Cada año, el sorteo de Navidad —El Gordo— despierta ilusión en todo el país. En Sodeto, esa ilusión estaba especialmente arraigada. “Ir a Sodeto y vender lotería es un éxito, nos gastamos todo nuestro dinero en comprar”, explica José Manuel Penella, alcalde del municipio, en declaraciones recogidas por Euronews. Y no era casualidad: la comunidad llevaba años compartiendo décimos casi como una tradición colectiva.
El 22 de diciembre de 2012, sumidos en la crisis económica, el número repartido entre las cerca de 80 familias del pueblo resultó agraciado con el primer premio. Para muchas de ellas, que atravesaban serias dificultades económicas, fue una transformación radical. Entre los ganadores estaba el propio alcalde. “Cuando dijeron que había tocado la lotería en Sodeto, yo no sabía si mi familia había comprado un boleto. Llamé a mi mujer, pero no había manera de contactar con ella”, recuerda. A él y su familia le correspondieron más de 400.000 euros.
Rosa Pons, vecina del pueblo, escuchaba el sorteo por la radio cuando oyó el número ganador. “Corrí a la plaza del pueblo con un megáfono para anunciarlo. Todos nos abrazamos, lloramos, reímos. No sabíamos la cantidad de dinero exacta que nos había tocado, pero lo que sí era seguro es que habíamos ganado algo”. Y no fue poca cosa: nadie ganó menos de 120.000 euros y algunos recibieron cientos de miles y otros rozaron el millón.

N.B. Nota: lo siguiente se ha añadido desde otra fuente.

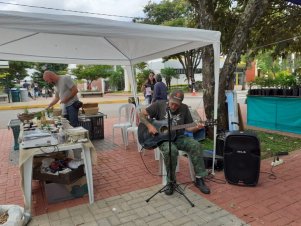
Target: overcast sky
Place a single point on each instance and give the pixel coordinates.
(131, 8)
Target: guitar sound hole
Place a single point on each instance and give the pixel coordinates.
(164, 129)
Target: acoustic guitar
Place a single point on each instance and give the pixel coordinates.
(149, 141)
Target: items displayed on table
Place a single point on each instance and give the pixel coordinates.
(37, 138)
(63, 171)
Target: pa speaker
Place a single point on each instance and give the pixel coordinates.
(242, 158)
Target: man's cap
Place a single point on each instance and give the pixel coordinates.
(176, 97)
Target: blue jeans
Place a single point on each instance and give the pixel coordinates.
(199, 135)
(149, 99)
(72, 115)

Un premio que les cambió la vida
La lotería llegó cuando más falta hacía. La mayoría de los vecinos eran agricultores y venían de realizar una inversión muy costosa en sistemas de riego más eficientes. Las deudas, los bancos y la incertidumbre asfixiaban a muchas familias. Otras veían cómo sus hijos se marchaban a la ciudad porque el futuro en el pueblo no estaba asegurado.
Por eso, cuando las cámaras preguntaron a uno de los jóvenes del municipio qué se compraría con el dinero, su respuesta se convirtió en anécdota: “Un chisel”. “A día de hoy nos seguimos riendo con su respuesta. Todos pensaban que era una marca de coches de lujo, y realmente es un apero agrícola”, cuenta el alcalde. “El sueño de cada uno, en ese momento, era trabajar”.

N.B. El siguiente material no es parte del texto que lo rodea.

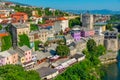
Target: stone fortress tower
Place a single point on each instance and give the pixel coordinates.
(111, 40)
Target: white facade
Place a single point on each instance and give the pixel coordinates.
(98, 30)
(60, 25)
(87, 21)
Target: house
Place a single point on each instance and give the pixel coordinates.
(47, 73)
(98, 39)
(6, 57)
(81, 45)
(6, 11)
(72, 50)
(19, 17)
(17, 29)
(61, 24)
(86, 32)
(79, 56)
(2, 60)
(69, 39)
(36, 19)
(20, 29)
(47, 26)
(41, 35)
(42, 57)
(25, 56)
(14, 56)
(99, 28)
(76, 33)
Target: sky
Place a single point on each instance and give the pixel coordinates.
(74, 4)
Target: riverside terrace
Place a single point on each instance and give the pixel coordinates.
(59, 66)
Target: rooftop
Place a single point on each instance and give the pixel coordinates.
(42, 55)
(76, 56)
(25, 48)
(11, 51)
(5, 54)
(61, 19)
(45, 71)
(19, 25)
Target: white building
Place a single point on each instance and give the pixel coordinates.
(61, 24)
(87, 20)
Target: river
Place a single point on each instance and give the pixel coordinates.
(113, 71)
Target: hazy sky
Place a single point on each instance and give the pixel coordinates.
(75, 4)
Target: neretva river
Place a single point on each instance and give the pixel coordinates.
(112, 72)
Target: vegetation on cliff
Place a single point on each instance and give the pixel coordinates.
(89, 69)
(17, 72)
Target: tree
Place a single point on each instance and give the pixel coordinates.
(109, 27)
(63, 50)
(24, 40)
(100, 50)
(6, 43)
(33, 27)
(74, 22)
(0, 27)
(37, 45)
(16, 72)
(91, 45)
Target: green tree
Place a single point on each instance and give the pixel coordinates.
(100, 50)
(16, 72)
(109, 27)
(63, 50)
(6, 43)
(24, 40)
(74, 22)
(33, 27)
(91, 45)
(37, 45)
(0, 27)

El premio reforzó la vida local. “Cuando te toca la lotería todo el mundo cree que te irás al Caribe, pues eso no fue el caso aquí”, señala Penella. “No hay ostentación de lujos, pero sí ha mejorado la calidad de vida”.

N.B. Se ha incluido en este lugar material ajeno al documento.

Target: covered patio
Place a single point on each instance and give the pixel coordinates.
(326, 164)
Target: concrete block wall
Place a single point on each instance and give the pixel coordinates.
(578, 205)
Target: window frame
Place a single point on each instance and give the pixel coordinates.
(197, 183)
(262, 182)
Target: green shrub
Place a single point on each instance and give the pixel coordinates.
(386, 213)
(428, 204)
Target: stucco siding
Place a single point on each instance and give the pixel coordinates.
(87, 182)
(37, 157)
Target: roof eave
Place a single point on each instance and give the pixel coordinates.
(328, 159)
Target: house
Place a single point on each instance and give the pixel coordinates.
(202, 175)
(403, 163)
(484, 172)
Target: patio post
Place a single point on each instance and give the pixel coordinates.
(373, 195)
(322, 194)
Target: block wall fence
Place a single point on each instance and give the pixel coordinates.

Esa mejora se tradujo en cosas concretas: hijos que pudieron quedarse en el pueblo, casas compradas, negocios familiares ampliados. El propio alcalde pudo contratar a diez trabajadores y renovar maquinaria. “¿Qué hubiese sido de la vida de mi hijo sin ese dinero? No lo sé. Hubiese tenido que irse de aquí, pero esto le permitió cumplir su ilusión”. Por su parte, Rosa lo resume así: “Fue un balón de oxígeno enorme para muchas familias”.
Antes del premio, los agricultores negociaban créditos al límite. “Tenían que ir detrás de los bancos para ver cuánto dinero podían prestarles, a qué tipo de interés. Fue una ardua negociación”, recuerda Rosa. Después del sorteo, la situación se invirtió. “Los que iban detrás de la gente eran los banqueros para ver en qué entidad depositarían todo el dinero que habían ganado”, explica a Euronews.
El dinero no da la felicidad, pero ayuda
También llegaron los anuncios de lujo. “Los buzones estaban llenos de publicidad: casas, coches caros, viajes de ensueño”. Y hubo un boom de reformas. “No se podía andar por la calle, había obras en todas las casas”.
Once años después, sus vecinos coinciden en que el dinero no transformó la esencia del pueblo, pero sí su relación con la vida diaria. “El dinero no da la felicidad, pero sí nos ha dado un respiro”, explica Rosa. “Ya no hablamos de si tenemos suficiente para llenar el coche de gasolina, no preguntamos el precio de las cosas básicas. Eso es lo que ha cambiado: esas pequeñas cosas”.
En Sodeto, la Lotería de Navidad no creó ricos extravagantes. Creó algo menos llamativo, pero mucho más duradero: seguridad, trabajo y la posibilidad de las nuevas generaciones de quedarse junto a su familia.